Since Shane MacGowan and his scuzzy street folkers in The Pogues joined forces with Kirsty MacColl in 1987 for the finest Christmas song ever laid to tape – no arguments against ‘Fairytale Of New York’ here, please – there have been enough punk-rock tributes to Christmas to hide behind every door of the advent calendars belonging to each of the 12 lords a-leaping. From the Ramones’ ‘Merry Christmas (I Don’t Want To Fight Tonight)’ to The Vandals and their ‘Oi To The World’ album – the title track of which was covered by No Doubt – via Rancid, Blink-182 and even Weezer, most second- and third-wave punk bands have done their bit to boost Father Christmas’ ego. The only bands missing are the bastions of punk, like the Sex Pistols and Buzzcocks, who didn’t find it necessary to muddy their reputations with novelty hits about getting dumped on Christmas Eve.
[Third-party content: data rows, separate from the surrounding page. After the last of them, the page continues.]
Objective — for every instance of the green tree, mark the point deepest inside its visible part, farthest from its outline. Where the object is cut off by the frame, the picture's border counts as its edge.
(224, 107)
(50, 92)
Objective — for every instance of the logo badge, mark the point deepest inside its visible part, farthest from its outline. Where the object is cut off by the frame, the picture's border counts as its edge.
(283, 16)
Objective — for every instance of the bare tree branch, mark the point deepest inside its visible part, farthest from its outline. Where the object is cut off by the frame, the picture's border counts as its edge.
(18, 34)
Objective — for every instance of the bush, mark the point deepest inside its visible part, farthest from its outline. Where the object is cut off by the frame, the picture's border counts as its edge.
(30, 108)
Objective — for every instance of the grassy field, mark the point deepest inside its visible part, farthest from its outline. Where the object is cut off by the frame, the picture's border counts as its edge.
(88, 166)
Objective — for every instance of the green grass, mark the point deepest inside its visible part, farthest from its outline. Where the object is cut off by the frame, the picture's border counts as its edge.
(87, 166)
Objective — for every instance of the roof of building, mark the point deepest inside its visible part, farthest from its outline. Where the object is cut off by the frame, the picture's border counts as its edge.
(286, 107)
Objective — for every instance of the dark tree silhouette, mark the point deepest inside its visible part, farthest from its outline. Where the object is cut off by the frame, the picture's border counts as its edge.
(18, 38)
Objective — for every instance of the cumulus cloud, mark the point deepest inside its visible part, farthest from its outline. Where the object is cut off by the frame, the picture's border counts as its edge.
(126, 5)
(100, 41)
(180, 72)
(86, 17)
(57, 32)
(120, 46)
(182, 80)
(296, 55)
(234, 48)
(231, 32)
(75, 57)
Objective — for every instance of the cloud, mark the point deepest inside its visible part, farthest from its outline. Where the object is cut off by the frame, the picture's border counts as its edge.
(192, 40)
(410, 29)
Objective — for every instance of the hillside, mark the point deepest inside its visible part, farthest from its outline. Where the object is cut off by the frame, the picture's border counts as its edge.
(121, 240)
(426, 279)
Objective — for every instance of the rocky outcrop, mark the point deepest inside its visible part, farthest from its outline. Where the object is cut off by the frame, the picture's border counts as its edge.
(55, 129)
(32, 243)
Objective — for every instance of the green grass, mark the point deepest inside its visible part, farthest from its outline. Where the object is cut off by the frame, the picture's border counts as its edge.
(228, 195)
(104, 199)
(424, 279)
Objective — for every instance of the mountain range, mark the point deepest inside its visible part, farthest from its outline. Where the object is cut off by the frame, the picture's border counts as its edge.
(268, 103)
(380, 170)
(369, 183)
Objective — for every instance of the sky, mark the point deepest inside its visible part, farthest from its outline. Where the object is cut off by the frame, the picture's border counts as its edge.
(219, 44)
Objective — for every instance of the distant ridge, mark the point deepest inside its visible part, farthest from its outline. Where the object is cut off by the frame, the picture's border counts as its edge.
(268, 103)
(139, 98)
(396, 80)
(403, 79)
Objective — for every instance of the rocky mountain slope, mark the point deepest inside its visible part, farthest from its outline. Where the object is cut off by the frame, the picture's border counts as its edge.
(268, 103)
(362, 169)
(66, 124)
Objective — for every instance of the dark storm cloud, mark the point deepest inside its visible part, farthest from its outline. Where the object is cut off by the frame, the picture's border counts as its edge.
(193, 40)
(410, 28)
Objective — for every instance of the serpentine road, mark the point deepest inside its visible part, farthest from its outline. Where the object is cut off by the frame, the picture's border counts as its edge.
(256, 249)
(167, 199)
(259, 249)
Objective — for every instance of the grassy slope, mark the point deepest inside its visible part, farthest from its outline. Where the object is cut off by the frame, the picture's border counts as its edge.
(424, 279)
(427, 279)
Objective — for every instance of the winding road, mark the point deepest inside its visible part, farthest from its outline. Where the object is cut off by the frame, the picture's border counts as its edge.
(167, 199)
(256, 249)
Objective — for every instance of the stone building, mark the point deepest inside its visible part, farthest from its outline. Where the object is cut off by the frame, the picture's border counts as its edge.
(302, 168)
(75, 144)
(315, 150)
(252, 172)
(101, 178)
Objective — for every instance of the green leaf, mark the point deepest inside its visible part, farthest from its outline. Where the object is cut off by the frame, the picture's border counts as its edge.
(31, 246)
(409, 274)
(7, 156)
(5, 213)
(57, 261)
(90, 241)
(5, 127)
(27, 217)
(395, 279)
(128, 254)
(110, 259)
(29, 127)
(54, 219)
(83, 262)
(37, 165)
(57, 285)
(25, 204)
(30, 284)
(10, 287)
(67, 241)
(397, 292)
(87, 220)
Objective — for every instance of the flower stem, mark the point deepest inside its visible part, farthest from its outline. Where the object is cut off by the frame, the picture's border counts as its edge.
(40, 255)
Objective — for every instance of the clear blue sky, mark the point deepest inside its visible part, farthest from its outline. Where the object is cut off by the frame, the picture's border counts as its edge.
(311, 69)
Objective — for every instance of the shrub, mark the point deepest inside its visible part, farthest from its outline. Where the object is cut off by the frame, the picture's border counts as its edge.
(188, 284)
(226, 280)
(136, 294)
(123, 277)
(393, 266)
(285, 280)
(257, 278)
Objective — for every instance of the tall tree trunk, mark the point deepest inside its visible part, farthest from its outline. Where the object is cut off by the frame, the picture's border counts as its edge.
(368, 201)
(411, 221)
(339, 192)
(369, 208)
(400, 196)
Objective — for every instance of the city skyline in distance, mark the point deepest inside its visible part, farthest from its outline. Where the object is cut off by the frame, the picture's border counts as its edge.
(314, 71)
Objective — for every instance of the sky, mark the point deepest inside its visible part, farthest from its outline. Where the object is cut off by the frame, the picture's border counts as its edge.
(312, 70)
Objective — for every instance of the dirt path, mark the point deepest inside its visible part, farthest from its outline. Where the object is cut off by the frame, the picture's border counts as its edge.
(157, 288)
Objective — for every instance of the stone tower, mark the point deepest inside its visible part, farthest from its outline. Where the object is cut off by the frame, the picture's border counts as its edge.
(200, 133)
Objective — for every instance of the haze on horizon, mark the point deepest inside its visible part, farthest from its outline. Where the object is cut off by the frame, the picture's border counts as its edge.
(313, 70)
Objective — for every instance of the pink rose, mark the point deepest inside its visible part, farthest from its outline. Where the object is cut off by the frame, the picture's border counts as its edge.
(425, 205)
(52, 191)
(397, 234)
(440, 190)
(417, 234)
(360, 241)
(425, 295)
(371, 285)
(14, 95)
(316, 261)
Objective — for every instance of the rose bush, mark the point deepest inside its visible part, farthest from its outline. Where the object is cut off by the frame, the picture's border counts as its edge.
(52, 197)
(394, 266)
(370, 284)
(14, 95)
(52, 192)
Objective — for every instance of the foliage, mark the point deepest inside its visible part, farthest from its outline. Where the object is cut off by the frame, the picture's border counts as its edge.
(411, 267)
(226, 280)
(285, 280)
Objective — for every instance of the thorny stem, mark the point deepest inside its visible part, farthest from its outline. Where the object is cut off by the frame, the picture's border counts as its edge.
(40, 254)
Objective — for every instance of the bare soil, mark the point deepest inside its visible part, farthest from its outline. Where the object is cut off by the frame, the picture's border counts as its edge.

Bad Religion are no strangers to the Christmas song. But instead of penning their own odes to the season, these middle-aged Los Angelinos have taken another route popular with punks – that of the comedy cover, an art finessed by Fat Wreck Chords supergroup Me First And The Gimme Gimmes. Bad Religion have previously thrashed their way through ‘The First Noel’, ‘Silent Night’ and a little something they called ‘God Rest Ye Jerry Mentlemen’, but ‘Christmas Songs’ is the first time they’ve pulled together an entire album of festive tunes. In the spirit of goodwill to all men, it’s for charity too, with 20 per cent of the profits going to SNAP, the Survivors Network of those Abused by Priests.
The nine tracks here turn to the old-school and the classic, making the carols you sung at school into something better suited to a night doing shots of eggnog in Fat Mike’s shed. It kicks off with ‘Hark! The Herald Angels Sing’, and the first 30 seconds trick you into thinking you might be listening to a gruff but enthusiastic local male voice choir whose collective balls dropped many moons ago. The a cappella hollering is brought to a swift finish with the squeal of a guitar and a skanking drumbeat. The tracks that follow – ‘O Come All Ye Faithful’, ‘Angels We Have Heard On High’, the ‘Greensleeves’ riffing of ‘What Child Is This?’, ‘O Come, O Come, Emmanuel’, ‘God Rest Ye Merry Gentlemen’ – follow much the same pattern. They speed the fucker up and whack some three-chord riffage on top. It’s all a bit shit. More interesting is ‘White Christmas’, which nabs its opening from ‘I Wanna Be Sedated’. The best is saved for last, though, in the form of an alternative mix of ‘American Jesus’ from Bad Religion’s 1993 album ‘Recipe For Hate’. With its lyrics about religious authoritarianism, proceedings take a suddenly bleak twist. Something for all the Scrooges out there it may be, but it’s also the least cringeworthy moment on the whole record.